Durable Goods Orders, the long duration sub-set of Retail Sales, are expected to increase 2.7% in May, after shrinking 1.3% in April. Goods Orders excluding the transportation sector are forecast to rise 0.7%, following a 1% gain in April. Nondefense Capital Goods Orders ex-Aircraft, a business investment proxy, is predicted to add 0.8% in May, after rising 2.2% in April.
Overall Retail Sales declined 1.3% in May, considerably more than -0.8% forecast. The Control Group, which approximates the consumption component of the government’s GDP calculation, dropped 0.7% in May, on par with its -0.6% forecast. The ex-autos category fell 0.7% in May, well below its 0.2% forecast.

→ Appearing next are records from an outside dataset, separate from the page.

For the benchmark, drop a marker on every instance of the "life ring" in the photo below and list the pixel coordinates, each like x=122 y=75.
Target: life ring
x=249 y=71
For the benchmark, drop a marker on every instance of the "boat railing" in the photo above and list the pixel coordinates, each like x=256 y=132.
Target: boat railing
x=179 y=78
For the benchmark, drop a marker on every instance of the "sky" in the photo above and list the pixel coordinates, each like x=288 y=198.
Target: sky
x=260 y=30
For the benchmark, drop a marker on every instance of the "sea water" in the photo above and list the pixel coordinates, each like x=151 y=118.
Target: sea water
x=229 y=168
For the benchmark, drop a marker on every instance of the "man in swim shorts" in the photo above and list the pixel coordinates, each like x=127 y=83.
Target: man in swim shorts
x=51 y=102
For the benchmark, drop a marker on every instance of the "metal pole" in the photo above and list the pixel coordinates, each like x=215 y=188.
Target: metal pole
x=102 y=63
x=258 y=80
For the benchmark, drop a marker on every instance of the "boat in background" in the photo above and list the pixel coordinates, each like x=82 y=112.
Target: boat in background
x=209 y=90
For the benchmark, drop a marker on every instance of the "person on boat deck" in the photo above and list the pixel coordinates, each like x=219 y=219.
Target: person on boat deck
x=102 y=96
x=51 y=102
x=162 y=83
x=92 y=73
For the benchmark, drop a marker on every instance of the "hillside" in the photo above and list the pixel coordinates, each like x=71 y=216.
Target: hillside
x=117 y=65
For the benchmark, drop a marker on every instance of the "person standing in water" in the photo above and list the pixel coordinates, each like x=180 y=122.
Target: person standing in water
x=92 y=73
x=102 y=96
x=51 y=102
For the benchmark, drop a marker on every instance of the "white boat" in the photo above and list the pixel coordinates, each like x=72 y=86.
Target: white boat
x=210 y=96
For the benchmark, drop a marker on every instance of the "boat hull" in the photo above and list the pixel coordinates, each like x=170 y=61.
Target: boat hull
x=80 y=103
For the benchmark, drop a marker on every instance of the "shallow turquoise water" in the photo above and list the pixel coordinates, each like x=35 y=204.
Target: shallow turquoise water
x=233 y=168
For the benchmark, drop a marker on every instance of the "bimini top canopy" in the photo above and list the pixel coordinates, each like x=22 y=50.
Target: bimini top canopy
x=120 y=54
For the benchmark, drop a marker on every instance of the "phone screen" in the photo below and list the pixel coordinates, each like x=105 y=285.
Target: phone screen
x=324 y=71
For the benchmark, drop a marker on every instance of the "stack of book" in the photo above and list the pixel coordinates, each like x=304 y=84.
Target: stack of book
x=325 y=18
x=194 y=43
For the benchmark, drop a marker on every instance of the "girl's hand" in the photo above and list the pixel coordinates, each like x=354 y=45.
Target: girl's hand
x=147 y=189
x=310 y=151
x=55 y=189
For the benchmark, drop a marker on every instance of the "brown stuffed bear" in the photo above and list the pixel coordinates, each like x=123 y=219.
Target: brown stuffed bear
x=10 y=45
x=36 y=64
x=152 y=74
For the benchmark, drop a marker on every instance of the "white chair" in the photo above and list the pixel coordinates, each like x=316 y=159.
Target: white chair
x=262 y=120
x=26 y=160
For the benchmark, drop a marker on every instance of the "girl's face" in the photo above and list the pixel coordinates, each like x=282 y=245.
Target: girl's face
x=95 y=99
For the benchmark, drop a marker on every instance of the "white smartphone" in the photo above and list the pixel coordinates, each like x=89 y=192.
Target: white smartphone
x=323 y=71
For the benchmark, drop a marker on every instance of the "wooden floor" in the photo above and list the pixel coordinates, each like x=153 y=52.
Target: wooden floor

Two considerations about Retail Sales in the second quarter stand out.
First, all three groups are negative for the two extant months. Overall sales are down 0.4% (May-1.3%, April 0.9%). The Control Group is down -1.1%, (May -0.7%, April -0.4%) and the ex-autos series is down 0.7% (May-0.7%, April 0.0%). It is the May results in overall sales and ex-autos that brings the two-month totals below zero.
Second, all three categories saw substantial upward revision to the April numbers. The average positive adjustment across the three groups in April was 0.93%,
Overall sales for April jumped to 0.9% from its initial flat release. The forecast had been 1%. The Control Group climbed from -1.5% to -0.4%. Its estimate was -0.2%. The ex-autos grouping, rose from -0.8% to flat, making it the only one appreciable below its forecast of 0.7%.
Retail Sales Data
Statisticians and economists have had a difficult time modeling the events of the past 18 months.
Given the strength and consistency of the Atlanta Fed GDPNow forecast, the lowest of the 15 second quarter estimates has been 9.1%, there is an excellent chance that the initial May figures for Retail Sales will be revised substantially higher.
Durable Goods and Retail Sales
Durable Goods are a subset of Retail Sales for items designed to last three years or more in normal use. Automobiles, refrigerators, hair dryers, computers and nuclear power plants all qualify as consumer or industrial goods.
Due to their lifespan and usually higher cost, these purchases are considered a view into the medium and long term outlook for businesses and consumers. A plant manager is more likely to buy new machinery, or a family a new car when the sales and job prospects are good.
How do we justify the projections for a sizable increase in Durable Goods purchases in May, 2.7%, with the 1.3% decline in overall Retail Sales.
The simplest is to note that from January through April the initial Retail Sales figures have been revised higher by an average of 1.05%. A continuation of that adjustment would put the May Retail Sales near -0.25%.
Still, a quarter-point decline is far from the forecast 2.7% gain in Durable Goods.
A second consideration is the difference between the overall Durable Goods projection of 2.7% and the ex-transport estimate of 0.7%.
Automobile sales plummeted during the lockdowns of the last 15 months. Many consumers have rushed to replace their aging vehicles in the past few months, purchases made more urgent by a scarcity of many makes and brands due to the world wide computer chip shortage.
Similar logic holds for the commercial aircraft sales of Boeing Company of Chicago, whose sales have revived now that its 737 Max jet has returned to flying.
It is possible that the particular circumstances of vehicle and airplane sales in May might account for a large portion of the 2.7% forecast.
The specifics of American consumption patterns available in the Durable Goods Orders are not going to change market views on the US economy. The economic information is an elaboration on the already issued Retail Sales figures.
The Federal Reserve’s upward revisions of its GDP, inflation and interest rate projections last week are the standard view of the US economy.
Durable Goods will fit into that more optimistic assessment or not, but they will not impact trading in the equity, credit or currency markets.